Met vriendelijke groet,
Sophie Eijsbouts
Advocaat / Attorney at law

Van: Secretariaat

Aan:Sophie Eijsbouts
Datum:dinsdag, 14 mei 2024 16:11
Onderwerp:Re: Verhoor [verdachte] [ [letter/nummeraanduiding 1] ]
Hey,
Het OM kon helemaal niets in hun systeem vinden over deze zaak. Na twee keer met de politie gesproken te hebben is het duidelijk dat ze nu bezig zijn met het maken van die brief. Ze verwachten dan ook dat die er snel (deze week nog) zal komen!
Met vriendelijke groet,
[B]
Secretariaat

Bijlage 2 – mailwisseling tussen advocaat en verhorend rechercheur

Van: Sophie Eijsbouts

Verzonden:vrijdag 5 juli 2024 15:39
Aan:[A] ( [.] )
Onderwerp:Sepot [verdachte] [ [letter/nummeraanduiding 2] ]
Goedemiddag mevrouw [A] ,
Op 22 april heeft u mij telefonisch medegedeeld dat de zaak van mijn cliënt de heer [verdachte] na overleg met de officier van justitie is geseponeerd met sepotcode 02 (onvoldoende bewijs). Naar aanleiding hiervan heb ik twee weken geleden een artikel 530 Sv verzoekschrift ingediend bij de rechtbank ter vergoeding van de gemaakte advocaatkosten. De rechtbank Midden-Nederland heeft vervolgens contact met mij opgenomen dat zij navraag hebben gedaan bij het Openbaar Ministerie en de zaak volgens hen nog helemaal niet beoordeeld is.

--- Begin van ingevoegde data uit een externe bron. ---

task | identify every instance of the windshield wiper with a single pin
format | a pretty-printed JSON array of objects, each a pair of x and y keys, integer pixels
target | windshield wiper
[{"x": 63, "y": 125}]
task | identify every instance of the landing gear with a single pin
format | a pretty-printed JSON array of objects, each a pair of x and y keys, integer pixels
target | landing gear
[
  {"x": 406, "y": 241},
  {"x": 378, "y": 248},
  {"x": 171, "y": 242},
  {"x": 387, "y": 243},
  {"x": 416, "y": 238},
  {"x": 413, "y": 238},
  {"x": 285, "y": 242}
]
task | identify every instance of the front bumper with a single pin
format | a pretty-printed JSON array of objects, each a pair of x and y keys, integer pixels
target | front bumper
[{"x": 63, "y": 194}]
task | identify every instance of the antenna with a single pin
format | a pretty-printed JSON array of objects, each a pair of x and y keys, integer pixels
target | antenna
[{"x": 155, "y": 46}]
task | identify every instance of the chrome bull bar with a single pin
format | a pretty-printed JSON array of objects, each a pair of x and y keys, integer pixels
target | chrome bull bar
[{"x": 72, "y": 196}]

Dit wekte natuurlijk verbazing bij mij. Zou u mij nader kunnen informeren over hoe dit zit?
Alvast dank en een fijn weekend toegewenst!
Met vriendelijke groet,
Sophie Eijsbouts
Advocaat / Attorney at law

Van: " [A] ( [.] )"

Aan:'Sophie Eijsbouts'
Datum:vrijdag, 5 juli 2024 15:56
Onderwerp:RE: Sepot [verdachte] [ [letter/nummeraanduiding 2] ]\
Goedemiddag mevrouw Eijsbouts,
Ik heb even contact met ZSM opgenomen. Ik heb abusievelijk niet vermeld dat het om een
voorgenomen afdoeningging, omdat dat mij ook niet bekend was. Dit is de reden dat de zaak nog steeds beoordeeld moet worden. Aangezien het een ZSM zaak is, ligt deze in de voorraad te wachten op een afdoening. Dit verklaart een hoop. Excuses.